Ludwig Mies Van Der Rohe, a German architect, once said, “God is in the details” and Maezumi Roshi, a Zen monk said “details are all there are.” so what does that have to do with cooking. Creating in the kitchen is a process; it is like the story in the Hebrew Bible of how God created the earth. God would create something, look at it, and think it was good, but then the next day, God would create something else to go into this creation and so forth and so on. The creation was not a one time instant creation, it was an ongoing process of paying attention to the details, and tweaking it until it had become what was sought after at that moment.
Creating in the kitchen is also about the details. It is about paying attention to what is fresh and what is in season. are you using fresh herbs that are crisp and flavorful or have they been sitting in your refrigerator drawer for two weeks and looking like they need to be sent to the compost pile or trash bin.
The details are about what is seasonal, what fruits, vegetables, or herbs have just sprung from the earth. The details are about how things taste. Every apple for example tastes different. You can go to the public market and see 10 stalls with green apples and they taste different at every stall. A green apple is not the same as all green apples. It is about the mixing of tastes in a dish.
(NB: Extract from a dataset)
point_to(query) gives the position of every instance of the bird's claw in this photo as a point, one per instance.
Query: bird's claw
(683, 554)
Is every element of the desert sweet, so that overall, it is too sweet to eat? Or is it like a symphony in your mouth with a mixture of tastes like sweet, salty, savory. I was looking at a story on Ben and Jerry’s the other day who created this chocolate covered potato chip ice cream with a salty caramel. Watching the story about how it was created, you came to understand that what seems like a flavor that just came into being naturally, took time and tweaking.
The details are about how things look. It is about how they look when you buy them and how they look as you are preparing them. It is also about how things look on the plate. So many have said we eat with our eyes first. Does it look monochromatic and unappetizing or does it look like a work of art, a tapestry of colors. Maybe that is why I love watching Matsuhari Morimoto cook. His dishes tend to look like paintings that make you sit in awe and both want to eat and not want to eat at the same time.
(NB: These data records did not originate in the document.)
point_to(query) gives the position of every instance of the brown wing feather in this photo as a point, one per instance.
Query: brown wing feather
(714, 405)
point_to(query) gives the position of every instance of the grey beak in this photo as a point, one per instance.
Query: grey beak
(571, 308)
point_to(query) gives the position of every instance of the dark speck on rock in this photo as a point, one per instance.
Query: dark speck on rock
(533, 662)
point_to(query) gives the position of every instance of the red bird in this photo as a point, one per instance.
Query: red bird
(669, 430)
The details are in the texture. It is about how it feels when you are eating. Is the entire plate one texture or is there that mixture of textures. Maybe that is one of the reasons we put a cheese covered slice of French bread on top of onion soup. It is that amazing mixture of textures and tastes.
And I don’t know about you, however, I love foods that are interactive. Maybe that is why I used to like fondues. You got to dip your food and then eat it. It was fun. It brings you back to this place of playing with your food as a child, but for good reasons. I love the notion of dunking my cookies into milk, or my sandwiches into soup. Like on Top Chef Master when Dale Taldes served tomato soup with a grilled cheese sandwich sticking out of it.
Paying attention to the details for me is also thinking about for whom I am cooking. Zoë is not a gourmet food kind of woman, and the times I have tried to create this gourmet meal, it has not been what she liked. So I pay attention to what she likes and create things using ingredients that I know her palette enjoys. I remember hearing Anne Burrell on Chopped All Stars make a comment about how she was going to put potatoes on her plate because Mark Murphy loves potatoes.
When I am creating, I am mindful that “God is in the details” and the “details are all there are.”